GSE74583 Processing Pipeline

RNA-Seq code_examples 5 steps

Publication

PPAR-δ is repressed in Huntington's disease, is required for normal neuronal function and can be targeted therapeutically.

Nature medicine (2016) — PMID 26642438

Dataset

GSE74583

Next Generation Sequencing Investigation of altered transcripts in presence of dominant-negative transcription factor

Warning: Pipeline descriptions and code snippets may be inferred or AI-generated.
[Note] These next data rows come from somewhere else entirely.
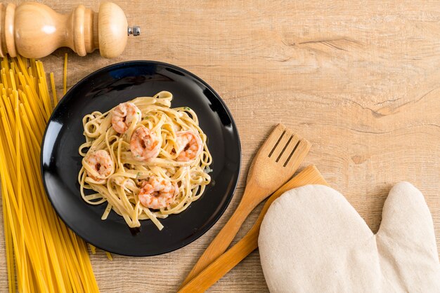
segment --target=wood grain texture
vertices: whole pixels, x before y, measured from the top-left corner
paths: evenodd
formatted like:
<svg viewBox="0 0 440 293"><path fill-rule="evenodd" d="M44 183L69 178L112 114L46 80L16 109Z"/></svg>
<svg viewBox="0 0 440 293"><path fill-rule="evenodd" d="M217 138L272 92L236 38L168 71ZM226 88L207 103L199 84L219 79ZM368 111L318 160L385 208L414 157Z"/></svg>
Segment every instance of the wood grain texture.
<svg viewBox="0 0 440 293"><path fill-rule="evenodd" d="M16 3L20 3L17 1ZM82 2L44 2L67 13ZM423 193L440 247L440 3L320 1L117 1L142 34L125 52L70 54L69 86L105 65L153 60L182 67L211 85L240 131L243 168L236 194L214 227L178 251L155 257L91 257L103 292L173 292L237 207L250 160L283 123L312 147L315 164L374 232L397 182ZM94 11L98 1L86 6ZM60 49L44 58L60 93ZM238 234L242 237L261 205ZM4 247L3 229L0 246ZM233 243L236 243L235 240ZM0 252L0 292L6 288ZM132 275L137 278L133 278ZM209 292L266 292L257 252Z"/></svg>
<svg viewBox="0 0 440 293"><path fill-rule="evenodd" d="M252 159L237 208L185 278L181 288L228 249L247 216L292 178L309 149L310 143L292 130L281 123L275 127Z"/></svg>

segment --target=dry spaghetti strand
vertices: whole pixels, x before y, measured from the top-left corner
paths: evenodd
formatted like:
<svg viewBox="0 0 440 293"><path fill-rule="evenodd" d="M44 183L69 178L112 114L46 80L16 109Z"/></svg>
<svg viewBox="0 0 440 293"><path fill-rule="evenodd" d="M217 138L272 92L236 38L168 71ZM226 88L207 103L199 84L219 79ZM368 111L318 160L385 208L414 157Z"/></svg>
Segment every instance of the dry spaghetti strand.
<svg viewBox="0 0 440 293"><path fill-rule="evenodd" d="M98 292L84 242L57 217L41 183L40 142L57 104L43 63L3 58L0 181L9 292ZM63 91L66 87L65 58ZM49 88L52 96L50 95Z"/></svg>

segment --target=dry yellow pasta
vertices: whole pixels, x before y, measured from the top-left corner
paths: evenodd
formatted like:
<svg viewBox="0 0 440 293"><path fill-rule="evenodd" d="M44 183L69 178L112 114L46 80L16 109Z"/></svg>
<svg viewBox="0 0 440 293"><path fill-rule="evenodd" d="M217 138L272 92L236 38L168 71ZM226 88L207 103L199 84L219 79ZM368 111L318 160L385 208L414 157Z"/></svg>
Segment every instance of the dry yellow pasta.
<svg viewBox="0 0 440 293"><path fill-rule="evenodd" d="M0 180L10 292L99 292L86 243L58 217L42 185L41 141L57 103L43 63L3 58ZM65 57L64 92L67 57Z"/></svg>

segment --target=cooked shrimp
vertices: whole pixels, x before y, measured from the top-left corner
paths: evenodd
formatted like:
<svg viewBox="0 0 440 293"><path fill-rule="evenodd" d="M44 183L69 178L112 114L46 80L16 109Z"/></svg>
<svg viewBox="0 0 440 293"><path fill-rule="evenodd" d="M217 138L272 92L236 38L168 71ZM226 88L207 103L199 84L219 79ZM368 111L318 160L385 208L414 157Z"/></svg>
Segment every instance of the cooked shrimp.
<svg viewBox="0 0 440 293"><path fill-rule="evenodd" d="M88 154L84 158L86 163L92 168L98 175L90 174L89 176L94 180L102 179L108 177L113 172L115 165L112 157L107 151L100 149L99 151Z"/></svg>
<svg viewBox="0 0 440 293"><path fill-rule="evenodd" d="M142 182L139 201L145 207L159 210L169 207L179 193L176 182L155 176Z"/></svg>
<svg viewBox="0 0 440 293"><path fill-rule="evenodd" d="M181 131L177 132L176 136L179 146L177 161L192 160L202 151L203 143L198 133L192 131Z"/></svg>
<svg viewBox="0 0 440 293"><path fill-rule="evenodd" d="M112 111L112 125L118 133L125 133L135 118L140 121L141 110L134 104L127 102L119 104Z"/></svg>
<svg viewBox="0 0 440 293"><path fill-rule="evenodd" d="M130 150L134 159L145 161L157 157L161 144L162 137L143 125L131 135Z"/></svg>

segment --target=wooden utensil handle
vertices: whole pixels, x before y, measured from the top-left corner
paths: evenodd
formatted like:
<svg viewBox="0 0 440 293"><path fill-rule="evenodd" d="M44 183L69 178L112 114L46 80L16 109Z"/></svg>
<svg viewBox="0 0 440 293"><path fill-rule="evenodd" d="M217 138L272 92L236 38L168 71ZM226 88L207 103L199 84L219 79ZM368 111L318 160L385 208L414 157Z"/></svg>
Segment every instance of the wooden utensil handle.
<svg viewBox="0 0 440 293"><path fill-rule="evenodd" d="M258 247L259 229L266 212L272 203L285 191L306 184L327 185L321 173L314 165L310 165L300 172L277 190L266 202L260 215L247 233L226 252L219 256L196 277L190 280L179 292L203 292L226 273L231 270L249 254Z"/></svg>
<svg viewBox="0 0 440 293"><path fill-rule="evenodd" d="M258 190L252 186L252 184L247 185L242 196L243 199L250 198L248 196L245 196L247 193L262 191L261 190ZM209 244L209 246L208 246L202 256L199 258L190 273L182 282L182 286L200 273L204 268L211 264L211 262L221 255L221 254L226 250L232 240L234 239L235 235L237 235L237 233L238 232L238 230L240 230L240 227L241 227L241 225L245 219L246 219L249 214L259 203L250 202L249 200L242 200L238 205L238 207L231 217L231 219L229 219L226 225L221 229L221 230L220 230L220 232L219 232L211 244Z"/></svg>
<svg viewBox="0 0 440 293"><path fill-rule="evenodd" d="M248 233L226 252L212 262L178 293L204 292L258 247L258 233Z"/></svg>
Use them only as a starting point to guide analysis, and validate before use.
  1. 1

    Illumina Casava1.7 software used for basecalling.

    Illumina Casava v1.7
    $ Bash example
    # Illumina Casava 1.7 is a proprietary software suite primarily used for basecalling and demultiplexing on Illumina sequencing platforms.
    # It is typically integrated into the instrument's control software or run on a dedicated Illumina analysis server.
    # There is no publicly available command-line installation or execution for Casava 1.7 in the same way as open-source tools.
    # The process converts raw intensity data (Bcl files) into FASTQ files.
    # Example conceptual representation (not an actual executable command):
    # casava_1.7_basecaller --input_bcl_directory /path/to/run/Data/Intensities/BaseCalls --output_fastq_directory /path/to/output/fastq
  2. 2

    Sequenced reads were trimmed for adaptor sequence, and masked for low-complexity or low-quality sequence, then mapped to mm8 whole genome using bowtie v0.12.2 with parameters -q -p 4 -e 100 -y -a -m 10 --best --strata

    Bowtie v0.12.2 GitHub
    $ Bash example
    # Install Bowtie (if not already installed)
    # conda install -c bioconda bowtie=0.12.2
    
    # Assuming 'reads.fastq' is the input file after trimming and masking.
    # Replace /path/to/bowtie_indexes/mm8 with the actual path to your Bowtie index for mm8.
    # Replace reads.fastq with your actual input reads file.
    # Replace output.sam with your desired output SAM file name.
    
    bowtie -q -p 4 -e 100 -y -a -m 10 --best --strata /path/to/bowtie_indexes/mm8 reads.fastq > output.sam
  3. 3

    Reads Per Kilobase of exon per Megabase of library size (RPKM) were calculated using a protocol from Chepelev et al., Nucleic Acids Research, 2009.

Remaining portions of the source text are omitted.